The Louisiana Governor’s Mansion was built in 1963 under the administration of Governor Jimmie Davis. Located on Capitol Lake near the Louisiana State Capitol in Baton Rouge, the Mansion was designed by the architectural firm of Annan and Gilmer of Shreveport. The exterior of the Mansion was inspired by Oak Alley Plantation in Vacherie, Louisiana.
In 1996, First Lady Alice Foster guided a major refurbishment of the Mansion. She began by creating the Louisiana Governor’s Mansion Foundation, a nonprofit entity dedicated to both maintaining and preserving the Mansion. Twenty years later, in 2016, First Lady Donna H. Edwards is continuing that legacy of preservation by establishing a Governor’ Mansion Preservation Foundation to include not only the interior but also the exterior and grounds of the Governor’s Mansion.

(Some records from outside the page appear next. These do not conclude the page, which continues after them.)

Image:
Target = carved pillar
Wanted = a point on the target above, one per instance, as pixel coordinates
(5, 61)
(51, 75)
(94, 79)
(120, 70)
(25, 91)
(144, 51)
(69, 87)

The structure of the Mansion itself, along with its furnishings, reflects Louisiana’s history and culture, making this truly a public monument Louisianans can be proud to call their state’s home.
The interior structure of the Mansion is notable for its rooms of majestic proportion and its many stunning features. A magnificent mural in the foyer by Ausiklis Ozols of the New Orleans Academy of Fine Arts depicts the landscape of our great State.
The rotunda includes a suspended spiral staircase handcrafted by Louisiana master craftsman Wilmore A. Coco.
The rugs on the staircase, in the drawing room, and in the dining room were created by Edward Fields and Co., with inspiration from the State Seal depicted in the marble floor of the rotunda. They also incorporated symbols such as the 64 fleurs-de-lis woven into the Dining Room rug representative of the 64 parishes of Louisiana.
Crowning the top of the rotunda is a hand-painted border listing the 64 parishes of Louisiana. Surrounding the chandelier in the rotunda are 18 stars symbolizing the fact that Louisiana was the 18th state to join the United States of America.